Case report: A 38-year-old patient was admitted to our Department in April/May 2011 due to dyspepsia, nauzea and vomiting. Patient had a history of treatment with NSA (nimesulid) 14 day before admission, after falling down he complained of the pain in the right thorax. On the date of admission he had following laboratory findings: severe hyponatremia 118.8 (reference range RR 135–145 mmol/l), low serum osmolality 240 (275–295 mOsm/kg), urine osmolality 547 (50–1400 mmol/kg), uTSH 2.92 (0.3–4.2 μIU/ml), serum cortisol level at 0900 h was 616 (500 nmol/l and more), mild anaemia Hb 117 (130–180 g/l). He suffered from asthma and had meningitis in 1994. He had no liver and renal disease and never drank alcohol, he denied any history of using diuretics. His weight was 71 kg, his height was 171 cm, pulse rate 58 beats/min, respiratory rate 19/min, blood pressure 110/70 mmHg, temperature 36.7 °C. He was clinically euvolemic. Patient underwent gastroscopy with conclusion: minimal antrumgastritis and dysmotility like dyspepsia. Colonoscopy was without pathologic findings. CT of thorax and abdomen was without traumatic or other pathological changes, as well as CT of brain. After water restriction the serum natrium level normalised and patient was discharged.
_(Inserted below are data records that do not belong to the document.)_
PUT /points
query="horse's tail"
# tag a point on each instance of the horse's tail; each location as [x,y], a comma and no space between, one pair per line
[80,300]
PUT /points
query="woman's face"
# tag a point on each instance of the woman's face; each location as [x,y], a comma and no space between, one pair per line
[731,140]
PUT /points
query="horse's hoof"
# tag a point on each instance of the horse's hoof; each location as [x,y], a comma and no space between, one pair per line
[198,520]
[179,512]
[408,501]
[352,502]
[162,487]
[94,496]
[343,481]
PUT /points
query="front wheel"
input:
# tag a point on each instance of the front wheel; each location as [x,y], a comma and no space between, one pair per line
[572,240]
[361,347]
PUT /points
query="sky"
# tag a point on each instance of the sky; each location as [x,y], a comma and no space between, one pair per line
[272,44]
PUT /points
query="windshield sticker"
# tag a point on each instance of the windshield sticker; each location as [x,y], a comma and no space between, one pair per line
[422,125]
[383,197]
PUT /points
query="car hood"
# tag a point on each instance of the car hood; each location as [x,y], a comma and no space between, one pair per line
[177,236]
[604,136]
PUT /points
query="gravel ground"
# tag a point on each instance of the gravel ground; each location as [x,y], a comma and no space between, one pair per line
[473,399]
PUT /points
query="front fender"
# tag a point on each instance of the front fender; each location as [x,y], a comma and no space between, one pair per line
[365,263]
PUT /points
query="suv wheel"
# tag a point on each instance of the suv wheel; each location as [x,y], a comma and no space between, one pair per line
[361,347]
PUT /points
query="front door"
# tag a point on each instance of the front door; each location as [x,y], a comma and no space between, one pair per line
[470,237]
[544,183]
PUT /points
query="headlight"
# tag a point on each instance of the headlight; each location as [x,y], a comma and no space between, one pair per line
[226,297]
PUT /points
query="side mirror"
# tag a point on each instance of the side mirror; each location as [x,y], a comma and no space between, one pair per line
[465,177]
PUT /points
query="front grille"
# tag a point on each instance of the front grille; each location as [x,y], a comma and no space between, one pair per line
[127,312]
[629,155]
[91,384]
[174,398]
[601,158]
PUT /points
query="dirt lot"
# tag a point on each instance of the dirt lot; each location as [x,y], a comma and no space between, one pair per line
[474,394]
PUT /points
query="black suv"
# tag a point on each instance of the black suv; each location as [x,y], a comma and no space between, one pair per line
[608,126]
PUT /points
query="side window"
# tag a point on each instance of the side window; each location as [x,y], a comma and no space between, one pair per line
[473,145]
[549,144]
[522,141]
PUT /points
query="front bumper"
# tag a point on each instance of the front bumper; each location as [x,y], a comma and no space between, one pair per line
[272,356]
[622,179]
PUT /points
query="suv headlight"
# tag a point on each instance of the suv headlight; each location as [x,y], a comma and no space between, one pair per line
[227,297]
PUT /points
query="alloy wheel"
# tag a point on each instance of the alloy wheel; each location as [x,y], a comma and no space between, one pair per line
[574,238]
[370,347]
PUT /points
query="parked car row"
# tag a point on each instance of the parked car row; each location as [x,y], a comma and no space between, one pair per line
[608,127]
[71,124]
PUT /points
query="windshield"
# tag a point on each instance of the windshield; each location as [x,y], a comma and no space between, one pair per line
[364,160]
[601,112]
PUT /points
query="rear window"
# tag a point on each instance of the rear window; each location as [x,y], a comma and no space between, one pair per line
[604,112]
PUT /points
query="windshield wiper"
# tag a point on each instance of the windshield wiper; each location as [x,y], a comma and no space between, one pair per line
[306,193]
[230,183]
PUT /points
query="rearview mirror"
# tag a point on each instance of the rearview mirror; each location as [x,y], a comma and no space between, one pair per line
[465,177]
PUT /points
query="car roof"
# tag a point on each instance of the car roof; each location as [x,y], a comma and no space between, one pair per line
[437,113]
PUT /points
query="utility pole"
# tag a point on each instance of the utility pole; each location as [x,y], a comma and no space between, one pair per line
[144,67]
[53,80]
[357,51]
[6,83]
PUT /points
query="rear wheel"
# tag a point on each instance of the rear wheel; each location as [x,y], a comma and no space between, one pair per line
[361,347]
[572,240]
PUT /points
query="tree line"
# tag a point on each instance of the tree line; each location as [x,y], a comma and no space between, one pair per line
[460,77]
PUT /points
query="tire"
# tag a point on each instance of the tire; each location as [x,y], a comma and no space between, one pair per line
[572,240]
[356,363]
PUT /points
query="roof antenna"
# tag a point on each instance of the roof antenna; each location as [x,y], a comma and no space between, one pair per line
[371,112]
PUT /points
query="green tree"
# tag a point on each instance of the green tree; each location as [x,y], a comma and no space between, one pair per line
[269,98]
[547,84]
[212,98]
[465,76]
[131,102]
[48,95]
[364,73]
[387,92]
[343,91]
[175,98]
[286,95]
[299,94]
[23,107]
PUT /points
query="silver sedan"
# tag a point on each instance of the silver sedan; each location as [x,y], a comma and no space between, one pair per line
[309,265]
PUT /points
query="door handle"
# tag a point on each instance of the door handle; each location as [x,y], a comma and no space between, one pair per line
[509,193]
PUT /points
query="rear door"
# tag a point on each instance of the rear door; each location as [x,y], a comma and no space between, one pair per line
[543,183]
According to baseline laboratory findings, thyroid and severe adrenocortical deficiency was excluded. The follow up laboratory findings in June 2011 were: Na 134.5 (135–145 mmol/l), K 4.69 (3.6–5.3 mmol/l), ACTH 18 (7.2–63.3 pg/ml), IGF1 46.8 (109–284 ng/ml), low level of gonadotropins FSH 2.68 IU/l, LH 1.31 IU/l, very low serum testosteron 0.89 (8.69–29 nmol/l), uTSH 2.92 (0.3–4.2 μIU/ml), fT4 8.7 (12–22 pmol/l), aTPO 5.43 (5–34 IU/ml), aTG <10 (10–115 IU/ml), cortisol 298 (more than 500 nmol/l), prolactin 15.6 (4.0–15.2 ng/ml), MRI of hypophysis shown empty sella. We suggested panhypopituitarism – ACTH deficiency, TSH deficiency, gonadotropin deficiency and GH deficiency. Patient was tested at 5th Department of Internal Medicine University Hospital in Bratislava, where our suspicion was confirmed. Patient was started treatment with hydrocortison in daily dose 15 mg, levothyroxin in daily dose 75 μg, testosteron replacement therapy every 2–3 weeks and growth hormone replacement terapy with complete restitution of laboratory findings. Nowadays patient is feeling healthy and using all recommended medication.

Conclusion: Hyponatremia is the most common electrolyte disorder. Its frequency is higher in females, the elderly, and in patients who are hospitalized. Complete differential diagnosis including endocrinology laboratory and imaging techniques is necessary to obtain a correct diagnosis and following treatment.